Suggestions ranged from an idea to collaboratively develop a high-level environmental scan or “map” of the scholarly ecosystem that would rationalize the knowledge infrastructure space, to the idea that DuraSpace might provide a service for member organizations that would enable them to host DuraSpace services under their own brand. Members also discussed new strategies to fund and sustain open source project technical development and how to relate activities and tactics to increased engagement beyond Canada and the US.

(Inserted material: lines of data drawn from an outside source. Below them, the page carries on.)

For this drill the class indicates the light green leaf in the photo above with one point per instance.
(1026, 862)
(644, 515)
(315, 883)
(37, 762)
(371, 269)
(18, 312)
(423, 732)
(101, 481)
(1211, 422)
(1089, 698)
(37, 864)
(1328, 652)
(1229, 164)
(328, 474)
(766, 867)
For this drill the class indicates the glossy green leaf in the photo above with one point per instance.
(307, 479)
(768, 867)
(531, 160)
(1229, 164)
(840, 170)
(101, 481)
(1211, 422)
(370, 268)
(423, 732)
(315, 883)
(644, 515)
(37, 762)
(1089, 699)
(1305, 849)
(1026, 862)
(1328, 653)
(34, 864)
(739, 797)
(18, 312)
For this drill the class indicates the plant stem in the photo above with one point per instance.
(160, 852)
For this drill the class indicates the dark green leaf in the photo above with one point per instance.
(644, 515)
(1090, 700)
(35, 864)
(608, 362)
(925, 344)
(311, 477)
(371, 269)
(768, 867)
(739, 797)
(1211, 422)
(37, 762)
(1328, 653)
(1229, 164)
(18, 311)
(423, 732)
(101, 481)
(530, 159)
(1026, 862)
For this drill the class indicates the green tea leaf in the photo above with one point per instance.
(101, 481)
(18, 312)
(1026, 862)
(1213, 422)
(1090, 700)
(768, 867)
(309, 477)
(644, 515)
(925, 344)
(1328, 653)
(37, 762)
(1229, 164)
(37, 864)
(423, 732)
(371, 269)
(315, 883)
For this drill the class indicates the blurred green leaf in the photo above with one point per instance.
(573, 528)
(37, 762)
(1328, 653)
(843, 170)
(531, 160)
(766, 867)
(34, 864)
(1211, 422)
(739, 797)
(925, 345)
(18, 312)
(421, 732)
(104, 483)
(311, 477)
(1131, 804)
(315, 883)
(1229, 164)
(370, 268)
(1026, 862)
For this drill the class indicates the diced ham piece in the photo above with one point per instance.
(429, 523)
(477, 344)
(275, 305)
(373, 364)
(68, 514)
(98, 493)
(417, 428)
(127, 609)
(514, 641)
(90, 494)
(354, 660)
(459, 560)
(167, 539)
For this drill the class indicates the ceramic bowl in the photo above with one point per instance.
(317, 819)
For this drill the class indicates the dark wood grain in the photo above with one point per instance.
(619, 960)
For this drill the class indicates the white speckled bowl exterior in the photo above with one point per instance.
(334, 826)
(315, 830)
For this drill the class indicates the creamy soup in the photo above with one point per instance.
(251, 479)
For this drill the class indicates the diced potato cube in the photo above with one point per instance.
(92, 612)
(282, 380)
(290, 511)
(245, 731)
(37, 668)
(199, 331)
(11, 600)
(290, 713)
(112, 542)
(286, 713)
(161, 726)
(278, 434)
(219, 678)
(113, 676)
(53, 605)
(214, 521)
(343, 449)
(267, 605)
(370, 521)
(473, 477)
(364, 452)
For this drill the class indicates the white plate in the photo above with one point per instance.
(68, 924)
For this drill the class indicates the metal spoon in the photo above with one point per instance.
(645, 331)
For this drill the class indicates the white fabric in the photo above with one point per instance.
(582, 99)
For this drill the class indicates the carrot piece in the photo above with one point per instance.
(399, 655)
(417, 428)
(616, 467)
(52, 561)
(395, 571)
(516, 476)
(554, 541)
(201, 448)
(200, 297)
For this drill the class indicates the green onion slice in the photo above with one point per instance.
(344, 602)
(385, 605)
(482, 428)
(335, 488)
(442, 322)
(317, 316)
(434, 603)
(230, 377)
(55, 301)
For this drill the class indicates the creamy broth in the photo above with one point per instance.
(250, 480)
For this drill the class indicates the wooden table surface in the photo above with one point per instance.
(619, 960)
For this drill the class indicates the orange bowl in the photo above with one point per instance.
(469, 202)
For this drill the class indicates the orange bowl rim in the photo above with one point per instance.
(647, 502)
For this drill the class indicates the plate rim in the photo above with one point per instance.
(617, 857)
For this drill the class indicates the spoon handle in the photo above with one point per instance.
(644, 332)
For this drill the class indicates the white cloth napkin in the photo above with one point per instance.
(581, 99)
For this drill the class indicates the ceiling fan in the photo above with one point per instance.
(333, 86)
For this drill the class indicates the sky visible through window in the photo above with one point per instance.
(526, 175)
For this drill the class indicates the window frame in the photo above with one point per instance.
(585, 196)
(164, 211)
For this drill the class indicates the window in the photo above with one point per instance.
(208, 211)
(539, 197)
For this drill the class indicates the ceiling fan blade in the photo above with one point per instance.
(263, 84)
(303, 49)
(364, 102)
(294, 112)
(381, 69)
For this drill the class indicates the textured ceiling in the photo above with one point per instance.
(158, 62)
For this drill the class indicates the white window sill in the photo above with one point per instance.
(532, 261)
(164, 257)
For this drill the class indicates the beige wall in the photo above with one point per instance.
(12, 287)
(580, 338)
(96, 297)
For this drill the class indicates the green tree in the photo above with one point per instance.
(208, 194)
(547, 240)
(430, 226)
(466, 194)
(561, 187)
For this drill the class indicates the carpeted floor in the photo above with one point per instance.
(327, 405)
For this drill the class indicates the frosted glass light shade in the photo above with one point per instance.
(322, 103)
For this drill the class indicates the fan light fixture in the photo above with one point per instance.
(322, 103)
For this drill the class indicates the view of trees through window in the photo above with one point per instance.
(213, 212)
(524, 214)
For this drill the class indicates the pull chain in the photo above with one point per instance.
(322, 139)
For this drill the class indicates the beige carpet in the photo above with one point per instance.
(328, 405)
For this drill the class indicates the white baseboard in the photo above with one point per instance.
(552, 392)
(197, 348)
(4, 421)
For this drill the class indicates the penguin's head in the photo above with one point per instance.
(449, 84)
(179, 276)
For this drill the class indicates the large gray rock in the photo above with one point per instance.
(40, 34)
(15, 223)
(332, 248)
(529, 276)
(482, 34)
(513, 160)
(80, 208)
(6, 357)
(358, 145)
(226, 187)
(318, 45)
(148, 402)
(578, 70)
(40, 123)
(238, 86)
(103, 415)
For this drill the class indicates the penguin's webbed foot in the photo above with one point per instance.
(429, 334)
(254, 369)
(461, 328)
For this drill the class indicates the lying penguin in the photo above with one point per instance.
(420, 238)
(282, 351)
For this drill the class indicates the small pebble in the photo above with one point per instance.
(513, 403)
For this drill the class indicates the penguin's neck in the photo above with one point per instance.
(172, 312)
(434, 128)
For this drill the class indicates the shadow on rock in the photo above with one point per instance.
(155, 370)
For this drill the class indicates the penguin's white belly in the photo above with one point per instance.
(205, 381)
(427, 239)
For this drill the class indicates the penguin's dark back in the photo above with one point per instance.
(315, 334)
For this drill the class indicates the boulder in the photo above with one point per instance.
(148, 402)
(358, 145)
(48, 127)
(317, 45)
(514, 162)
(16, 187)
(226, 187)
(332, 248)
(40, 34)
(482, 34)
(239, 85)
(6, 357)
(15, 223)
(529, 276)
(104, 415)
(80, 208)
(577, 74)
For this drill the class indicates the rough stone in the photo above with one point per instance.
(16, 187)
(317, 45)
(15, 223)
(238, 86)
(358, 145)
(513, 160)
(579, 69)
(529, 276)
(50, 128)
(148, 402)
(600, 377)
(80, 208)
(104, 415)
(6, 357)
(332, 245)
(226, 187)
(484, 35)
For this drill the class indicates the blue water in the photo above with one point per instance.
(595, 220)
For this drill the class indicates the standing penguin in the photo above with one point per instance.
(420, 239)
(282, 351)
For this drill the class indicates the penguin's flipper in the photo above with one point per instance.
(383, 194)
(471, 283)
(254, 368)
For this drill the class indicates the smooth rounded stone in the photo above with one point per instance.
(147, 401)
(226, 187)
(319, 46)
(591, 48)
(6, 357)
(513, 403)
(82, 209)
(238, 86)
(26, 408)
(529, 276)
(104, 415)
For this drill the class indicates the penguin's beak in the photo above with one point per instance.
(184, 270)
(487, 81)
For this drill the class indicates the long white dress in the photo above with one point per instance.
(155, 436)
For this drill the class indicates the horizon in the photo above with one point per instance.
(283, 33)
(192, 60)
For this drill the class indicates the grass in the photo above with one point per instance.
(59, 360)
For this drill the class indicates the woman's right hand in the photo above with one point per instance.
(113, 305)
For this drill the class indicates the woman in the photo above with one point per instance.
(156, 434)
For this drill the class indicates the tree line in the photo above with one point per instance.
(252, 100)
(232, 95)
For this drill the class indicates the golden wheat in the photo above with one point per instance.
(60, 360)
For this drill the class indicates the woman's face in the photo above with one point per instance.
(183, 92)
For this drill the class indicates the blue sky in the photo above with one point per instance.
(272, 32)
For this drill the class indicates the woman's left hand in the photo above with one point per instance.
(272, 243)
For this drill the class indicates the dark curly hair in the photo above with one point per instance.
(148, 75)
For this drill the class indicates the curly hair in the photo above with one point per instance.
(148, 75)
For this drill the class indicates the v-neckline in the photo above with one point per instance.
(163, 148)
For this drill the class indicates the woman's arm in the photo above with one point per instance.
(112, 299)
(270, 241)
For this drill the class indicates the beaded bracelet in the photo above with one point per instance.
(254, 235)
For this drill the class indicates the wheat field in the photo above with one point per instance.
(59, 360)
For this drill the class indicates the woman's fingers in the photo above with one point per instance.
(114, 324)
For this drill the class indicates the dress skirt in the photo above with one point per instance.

DSpace, Fedora and VIVO project leaders spent the remainder of the day working on project-specific questions, marketing strategies, policies and related tasks.

DSpace

Discussions at the DSpace breakout concentrated on two main topics: finding ways to increase membership (especially for non-US institutions),  and working to better engage our large Registered Service Provider network. To increase membership those in attendance felt it was important to provide more tangible benefits to becoming a member, e.g. early notification of security issues, discounts for training/webinars, or even ways that member institutions could “vote” on tickets/features to prioritize for the next release. With regards to the DSpace Registered Service Provider network, it was noted that some service providers contribute more directly to the open source community (via code, support on lists meeting attendence, presentations, etc). DuraSpace should find ways to encourage community contributions from all registered service providers (potentially as part of the contract) and/or recognize those that contribute more significantly.

Fedora

Representatives of the Fedora membership focused on topics relating to sustainability, with the working definition of, “sustained financial support and stakeholder engagement for ongoing innovation”. It was recognized that financial health should come from a diversification of project revenue streams, while engagement and innovation opportunities rest with deeper alignment and coordination with adjacent projects, such as Islandora and Hydra. Notions of software sustainability were discussed in the context of an official policy of support for critical patches to previous major releases and formalized, production-scale release testing infrastructure.

VIVO

VIVO members reviewed the mission and vision statements keeping in mind that VIVO now offers institutions a new ability to  present an integrated view of institutional scholarship. The group discussed terms and ideas around the mission and vision statements that could create a more expanive view of the project. Comments and questions on the draft 2017-2018 Strategic plan being developed by the VIVO Steering Group were also discussed and clarified. The main points include how VIVO can gain mindshare, what features are critical for adoption, how can those features be developed, who are VIVO’s natural partners, how can VIVO become the obvious choice for representing and using scholarship data, and could VIVO serve as a front-end for repositories?

Robert Cartolano, DuraSpace Board member and Associate Vice President, Digital Programs and Technology Services at Columbia University Libraries/Information Services offered closing DuraSpace Summit remarks by reminding the audience that DuraSpace is thriving, and moving towards integrated knowledge infrastructure solutions based on feedback from their valued members.